Knowing that salt has a cubic atomic structure (straight rows and columns) and seeing the resulting crystals that it forms, can you guess what the atomic structures of the other substances are by looking at the crystals? After growing the crystals and guessing what the atomic structures may look like, go on the Internet and search for them! How close were you?
Try using one of the larger crystals from you crystal gardens as a seed crystal to grow one big crystal! To do this, pick out one of the best crystals from your garden. For example, if you’re using table salt, pick a crystal that is large and perfectly square. Tie this crystal to the end of a nylon string or fishing line. Make a saturated solution, as above, and pour it into a tall drinking glass or glass jar. Tie the other end of the string to a pencil, and set the pencil across the top of the glass so that the seed crystal hangs into the solution. Wait for a couple of days or weeks.
As the solution becomes supersaturated when the water evaporates, the extra salt molecules will add onto the existing seed crystal, and it will grow! You may need to repeat this process if your crystal stops growing to get very large crystals! Try experimenting with the process for each material. What happens if you use hotter or cooler water?

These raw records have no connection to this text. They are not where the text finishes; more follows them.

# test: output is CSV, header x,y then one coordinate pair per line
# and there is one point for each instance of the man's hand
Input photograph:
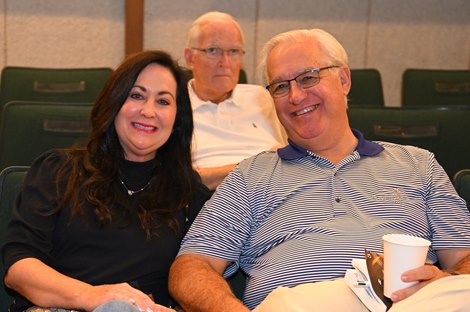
x,y
424,275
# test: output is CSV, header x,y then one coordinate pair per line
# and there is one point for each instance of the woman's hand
x,y
97,295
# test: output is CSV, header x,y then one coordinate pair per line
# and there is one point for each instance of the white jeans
x,y
447,294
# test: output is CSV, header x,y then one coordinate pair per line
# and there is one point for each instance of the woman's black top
x,y
88,251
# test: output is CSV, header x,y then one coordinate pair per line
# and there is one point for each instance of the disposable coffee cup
x,y
402,253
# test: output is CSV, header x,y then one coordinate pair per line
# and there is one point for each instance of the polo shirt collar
x,y
364,148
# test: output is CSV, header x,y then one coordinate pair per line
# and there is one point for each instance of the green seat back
x,y
366,88
443,131
461,181
435,87
70,85
11,179
28,129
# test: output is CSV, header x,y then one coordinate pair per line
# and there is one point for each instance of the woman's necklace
x,y
131,192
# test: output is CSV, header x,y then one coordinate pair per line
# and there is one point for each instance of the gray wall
x,y
390,35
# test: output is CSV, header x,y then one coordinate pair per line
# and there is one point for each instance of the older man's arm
x,y
196,282
213,176
452,261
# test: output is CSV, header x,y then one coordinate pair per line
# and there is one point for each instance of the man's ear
x,y
188,57
345,78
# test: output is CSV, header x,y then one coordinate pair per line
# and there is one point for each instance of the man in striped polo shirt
x,y
299,215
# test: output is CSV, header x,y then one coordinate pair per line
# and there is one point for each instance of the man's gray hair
x,y
333,51
194,32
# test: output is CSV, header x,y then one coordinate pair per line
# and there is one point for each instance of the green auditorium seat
x,y
66,85
435,87
28,129
11,179
366,88
442,130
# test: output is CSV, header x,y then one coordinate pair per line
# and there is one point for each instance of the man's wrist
x,y
452,272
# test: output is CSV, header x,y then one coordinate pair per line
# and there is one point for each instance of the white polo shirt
x,y
241,126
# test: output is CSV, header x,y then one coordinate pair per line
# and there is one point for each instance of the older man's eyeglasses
x,y
217,53
305,80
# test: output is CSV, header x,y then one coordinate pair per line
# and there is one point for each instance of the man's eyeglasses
x,y
305,80
217,53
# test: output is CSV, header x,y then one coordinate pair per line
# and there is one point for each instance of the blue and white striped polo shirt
x,y
292,217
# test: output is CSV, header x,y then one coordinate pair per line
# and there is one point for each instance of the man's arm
x,y
196,282
452,261
213,176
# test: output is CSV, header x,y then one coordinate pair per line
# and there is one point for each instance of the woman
x,y
105,222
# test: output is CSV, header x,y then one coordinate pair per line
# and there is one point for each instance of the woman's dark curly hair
x,y
94,170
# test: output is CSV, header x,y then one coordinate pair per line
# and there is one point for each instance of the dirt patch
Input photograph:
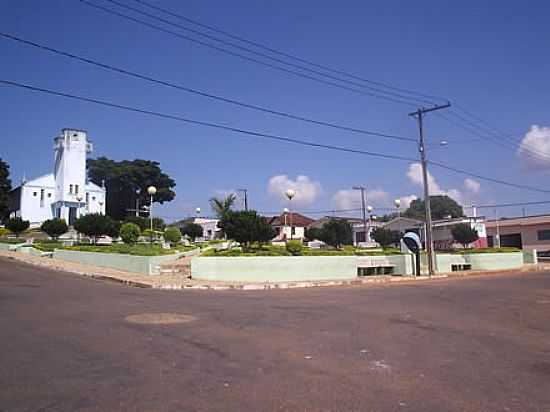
x,y
159,318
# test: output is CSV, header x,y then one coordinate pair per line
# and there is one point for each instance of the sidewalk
x,y
179,281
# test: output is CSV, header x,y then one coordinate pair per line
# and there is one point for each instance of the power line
x,y
488,179
284,54
248,58
259,134
208,124
199,92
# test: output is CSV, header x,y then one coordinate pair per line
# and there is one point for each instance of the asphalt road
x,y
477,344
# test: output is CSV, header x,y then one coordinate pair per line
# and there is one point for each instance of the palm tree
x,y
221,206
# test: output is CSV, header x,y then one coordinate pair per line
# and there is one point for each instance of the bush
x,y
130,232
246,227
192,230
54,227
172,235
294,247
95,225
336,232
17,225
464,234
386,237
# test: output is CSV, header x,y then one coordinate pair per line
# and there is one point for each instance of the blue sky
x,y
492,60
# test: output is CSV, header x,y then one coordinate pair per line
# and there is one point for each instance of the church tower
x,y
71,148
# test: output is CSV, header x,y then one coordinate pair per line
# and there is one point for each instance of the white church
x,y
66,193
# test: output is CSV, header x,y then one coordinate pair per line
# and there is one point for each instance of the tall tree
x,y
221,206
442,206
5,187
125,178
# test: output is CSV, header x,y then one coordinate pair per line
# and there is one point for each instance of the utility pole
x,y
363,208
245,191
424,162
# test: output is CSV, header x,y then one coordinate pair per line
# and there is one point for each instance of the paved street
x,y
76,344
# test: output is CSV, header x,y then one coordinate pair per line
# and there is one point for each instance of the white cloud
x,y
415,176
534,149
406,201
351,199
307,191
472,185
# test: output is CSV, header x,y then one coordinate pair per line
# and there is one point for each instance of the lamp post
x,y
363,201
367,233
290,193
397,203
138,191
151,190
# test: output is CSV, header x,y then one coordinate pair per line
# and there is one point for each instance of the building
x,y
66,193
290,226
529,232
210,229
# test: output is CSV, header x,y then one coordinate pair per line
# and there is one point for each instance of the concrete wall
x,y
529,235
274,268
480,261
149,265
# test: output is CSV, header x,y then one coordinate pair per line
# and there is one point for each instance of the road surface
x,y
74,344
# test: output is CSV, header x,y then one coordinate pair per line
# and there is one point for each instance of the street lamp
x,y
290,193
138,191
151,190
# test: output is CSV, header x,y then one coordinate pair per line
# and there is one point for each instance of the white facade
x,y
66,193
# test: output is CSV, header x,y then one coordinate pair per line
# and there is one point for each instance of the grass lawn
x,y
139,249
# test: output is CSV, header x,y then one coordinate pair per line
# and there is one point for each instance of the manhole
x,y
160,318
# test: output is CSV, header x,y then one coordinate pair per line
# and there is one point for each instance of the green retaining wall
x,y
11,246
480,261
149,265
274,268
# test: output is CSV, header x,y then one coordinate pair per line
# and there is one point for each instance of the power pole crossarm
x,y
424,162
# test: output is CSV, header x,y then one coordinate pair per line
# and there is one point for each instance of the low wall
x,y
149,265
10,246
480,261
274,268
402,264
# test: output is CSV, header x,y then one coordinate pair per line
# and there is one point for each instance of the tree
x,y
95,225
221,206
123,178
442,206
17,225
54,227
130,232
172,235
192,230
464,234
386,237
5,188
246,227
336,232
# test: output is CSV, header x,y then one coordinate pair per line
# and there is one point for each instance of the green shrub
x,y
17,225
54,227
172,235
294,247
130,232
95,225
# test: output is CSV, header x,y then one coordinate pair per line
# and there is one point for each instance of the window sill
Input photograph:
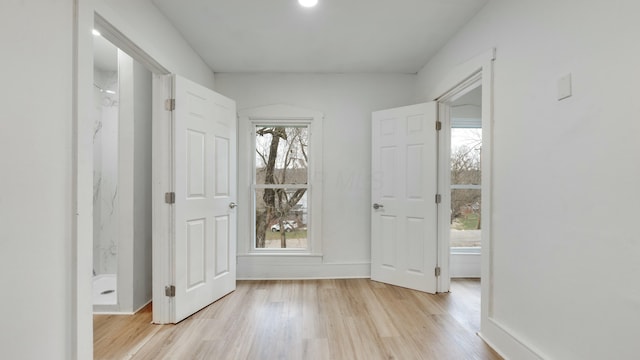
x,y
466,251
280,253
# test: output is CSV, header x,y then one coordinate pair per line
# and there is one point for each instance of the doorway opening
x,y
461,183
465,184
121,180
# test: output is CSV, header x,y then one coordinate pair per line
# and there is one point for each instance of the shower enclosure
x,y
122,181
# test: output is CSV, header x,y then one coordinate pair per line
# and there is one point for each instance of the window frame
x,y
308,186
280,115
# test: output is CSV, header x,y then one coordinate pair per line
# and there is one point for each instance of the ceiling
x,y
365,36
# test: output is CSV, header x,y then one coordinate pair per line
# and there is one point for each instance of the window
x,y
280,179
466,146
281,186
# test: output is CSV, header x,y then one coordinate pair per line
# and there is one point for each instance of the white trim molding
x,y
254,264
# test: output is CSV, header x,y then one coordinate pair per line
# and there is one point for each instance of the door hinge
x,y
170,104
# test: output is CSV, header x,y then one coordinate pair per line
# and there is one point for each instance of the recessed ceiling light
x,y
308,3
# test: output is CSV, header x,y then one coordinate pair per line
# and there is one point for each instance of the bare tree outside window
x,y
466,148
281,186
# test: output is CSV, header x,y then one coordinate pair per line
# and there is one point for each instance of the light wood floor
x,y
312,319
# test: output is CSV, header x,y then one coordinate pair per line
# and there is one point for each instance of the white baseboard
x,y
506,343
294,268
465,265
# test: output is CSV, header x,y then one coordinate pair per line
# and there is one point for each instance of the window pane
x,y
281,218
466,145
465,218
281,154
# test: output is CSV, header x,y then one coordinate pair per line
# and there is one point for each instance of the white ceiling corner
x,y
364,36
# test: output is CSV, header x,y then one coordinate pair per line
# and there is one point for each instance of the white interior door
x,y
404,187
204,158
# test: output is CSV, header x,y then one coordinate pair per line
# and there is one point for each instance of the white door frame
x,y
467,75
86,19
161,172
444,176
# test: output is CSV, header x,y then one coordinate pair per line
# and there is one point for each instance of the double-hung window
x,y
280,186
280,180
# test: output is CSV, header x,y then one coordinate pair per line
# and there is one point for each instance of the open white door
x,y
202,254
404,215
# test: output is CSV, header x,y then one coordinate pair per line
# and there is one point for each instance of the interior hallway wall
x,y
36,158
565,255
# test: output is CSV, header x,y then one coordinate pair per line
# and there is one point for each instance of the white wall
x,y
149,29
347,102
36,206
565,255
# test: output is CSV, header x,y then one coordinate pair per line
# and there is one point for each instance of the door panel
x,y
204,176
404,227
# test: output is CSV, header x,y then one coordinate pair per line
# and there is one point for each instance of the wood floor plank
x,y
312,319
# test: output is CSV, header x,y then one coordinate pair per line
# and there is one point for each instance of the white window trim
x,y
278,114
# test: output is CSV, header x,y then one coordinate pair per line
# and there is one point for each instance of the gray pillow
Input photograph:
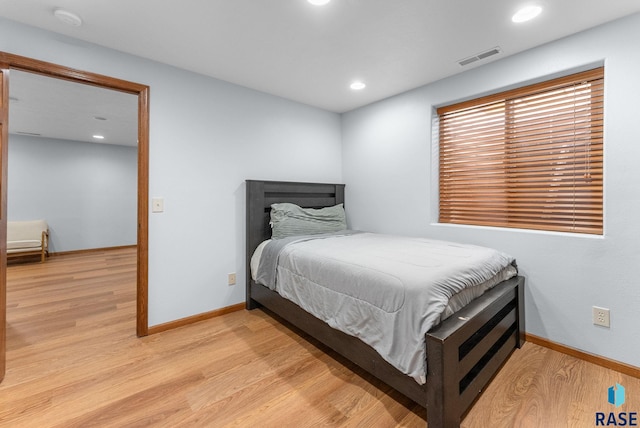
x,y
291,220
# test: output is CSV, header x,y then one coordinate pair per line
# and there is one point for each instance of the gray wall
x,y
86,192
206,137
391,175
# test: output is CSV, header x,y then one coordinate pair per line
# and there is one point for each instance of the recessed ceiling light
x,y
526,14
67,17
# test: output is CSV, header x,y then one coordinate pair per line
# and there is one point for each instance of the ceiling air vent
x,y
481,55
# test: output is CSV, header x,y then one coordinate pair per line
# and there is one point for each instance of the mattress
x,y
386,290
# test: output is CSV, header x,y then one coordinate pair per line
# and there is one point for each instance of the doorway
x,y
10,62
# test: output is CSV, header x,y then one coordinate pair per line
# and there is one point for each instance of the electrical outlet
x,y
601,316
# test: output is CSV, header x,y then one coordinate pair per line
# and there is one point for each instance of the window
x,y
528,158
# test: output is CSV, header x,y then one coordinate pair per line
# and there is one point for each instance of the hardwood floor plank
x,y
73,360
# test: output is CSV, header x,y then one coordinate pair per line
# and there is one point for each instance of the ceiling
x,y
53,108
310,54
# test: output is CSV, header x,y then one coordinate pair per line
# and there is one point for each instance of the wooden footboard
x,y
467,349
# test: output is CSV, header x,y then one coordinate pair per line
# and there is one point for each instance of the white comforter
x,y
386,290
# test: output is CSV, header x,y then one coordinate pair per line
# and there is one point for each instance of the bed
x,y
463,352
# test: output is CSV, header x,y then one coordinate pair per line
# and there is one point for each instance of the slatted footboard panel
x,y
466,350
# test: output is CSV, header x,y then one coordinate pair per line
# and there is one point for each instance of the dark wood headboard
x,y
260,196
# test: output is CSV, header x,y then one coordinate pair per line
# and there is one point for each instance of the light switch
x,y
157,205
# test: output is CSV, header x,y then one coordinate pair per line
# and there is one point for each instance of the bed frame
x,y
464,352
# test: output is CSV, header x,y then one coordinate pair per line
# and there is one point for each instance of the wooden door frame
x,y
16,62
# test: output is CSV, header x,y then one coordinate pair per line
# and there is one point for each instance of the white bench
x,y
27,238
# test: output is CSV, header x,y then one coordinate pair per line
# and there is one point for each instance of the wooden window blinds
x,y
528,158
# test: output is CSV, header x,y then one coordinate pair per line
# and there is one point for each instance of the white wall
x,y
391,187
86,192
206,138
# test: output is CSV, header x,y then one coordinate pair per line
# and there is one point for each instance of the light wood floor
x,y
73,360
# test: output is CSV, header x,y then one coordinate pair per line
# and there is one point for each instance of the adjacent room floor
x,y
73,360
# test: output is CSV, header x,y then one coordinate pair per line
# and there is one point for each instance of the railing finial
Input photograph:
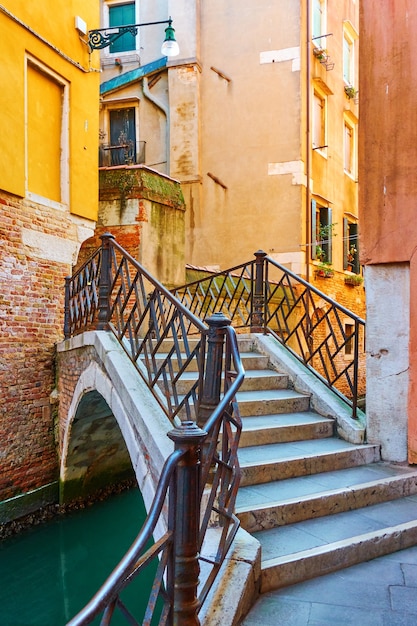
x,y
104,283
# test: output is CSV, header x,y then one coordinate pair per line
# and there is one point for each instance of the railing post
x,y
210,396
186,515
258,298
67,320
104,284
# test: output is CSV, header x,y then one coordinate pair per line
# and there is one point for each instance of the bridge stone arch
x,y
109,422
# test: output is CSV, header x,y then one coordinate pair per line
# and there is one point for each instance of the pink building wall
x,y
388,205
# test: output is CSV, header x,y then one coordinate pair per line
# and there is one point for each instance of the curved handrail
x,y
114,582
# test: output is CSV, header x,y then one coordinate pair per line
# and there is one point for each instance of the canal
x,y
50,571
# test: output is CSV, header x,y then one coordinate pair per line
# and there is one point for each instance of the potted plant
x,y
321,54
350,91
351,257
355,281
324,270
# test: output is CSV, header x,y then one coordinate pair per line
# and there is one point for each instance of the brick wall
x,y
31,322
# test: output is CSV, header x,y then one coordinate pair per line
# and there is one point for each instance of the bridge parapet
x,y
109,422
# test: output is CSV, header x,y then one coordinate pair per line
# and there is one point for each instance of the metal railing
x,y
195,382
266,297
128,153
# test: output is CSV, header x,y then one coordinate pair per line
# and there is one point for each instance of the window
x,y
319,121
319,22
350,246
322,232
349,330
123,134
122,15
348,149
46,135
349,144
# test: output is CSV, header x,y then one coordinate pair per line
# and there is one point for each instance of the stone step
x,y
255,380
250,360
271,401
262,464
245,344
284,427
279,503
301,551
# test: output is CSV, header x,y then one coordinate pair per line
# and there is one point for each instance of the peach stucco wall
x,y
388,159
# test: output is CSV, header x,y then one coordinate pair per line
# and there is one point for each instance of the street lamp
x,y
100,38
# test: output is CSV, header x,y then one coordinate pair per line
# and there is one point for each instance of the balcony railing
x,y
129,153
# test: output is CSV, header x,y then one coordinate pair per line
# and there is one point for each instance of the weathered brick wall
x,y
31,322
70,366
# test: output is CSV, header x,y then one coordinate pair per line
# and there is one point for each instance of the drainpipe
x,y
165,111
308,143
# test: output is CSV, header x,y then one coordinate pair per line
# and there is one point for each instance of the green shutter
x,y
329,245
313,230
122,15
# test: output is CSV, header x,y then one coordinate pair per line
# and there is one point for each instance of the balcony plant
x,y
350,91
351,257
321,54
355,281
324,270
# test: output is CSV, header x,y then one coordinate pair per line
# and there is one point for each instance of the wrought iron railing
x,y
195,382
128,153
266,297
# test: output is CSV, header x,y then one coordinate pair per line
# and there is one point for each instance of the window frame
x,y
319,15
107,5
350,35
319,144
350,123
351,238
321,215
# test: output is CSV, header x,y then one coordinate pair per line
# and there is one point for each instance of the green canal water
x,y
49,572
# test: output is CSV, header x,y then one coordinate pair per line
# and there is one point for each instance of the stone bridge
x,y
110,425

Do you get bigger or smaller crystals if you put a fan in front of the evaporating dish (speeding up evaporation)? What other variable can you change? Record all of your work.
To grow crystals you must start with a saturated solution. As the solution cools or evaporates it will become supersaturated, causing crystals to form. As the crystals form the atoms have a certain arrangement that they will settle into. By looking at the larger crystal you can get an idea of how the atoms are arranged on the atomic scale. By using a seed crystal you can grow quite large crystals as the solution becomes supersaturated.
[1] X-ray Structure Determination A Practical Guide, 2nd edition, George H. Stout and Lyle H. Jensen, John Wiliey & Sons, New York, 1989.
[2] Fundamentals of Analytical Chemistry, 3rd. edition, Saunders Golden Sunburst Series, Holt, Rinehart and Winston, Philadelphia, 1976.
[3] Chemistry and Crystal Growth, Hulliger, J. Angew. Chem. Int. Ed. Engl. (1994) 33, 143-162.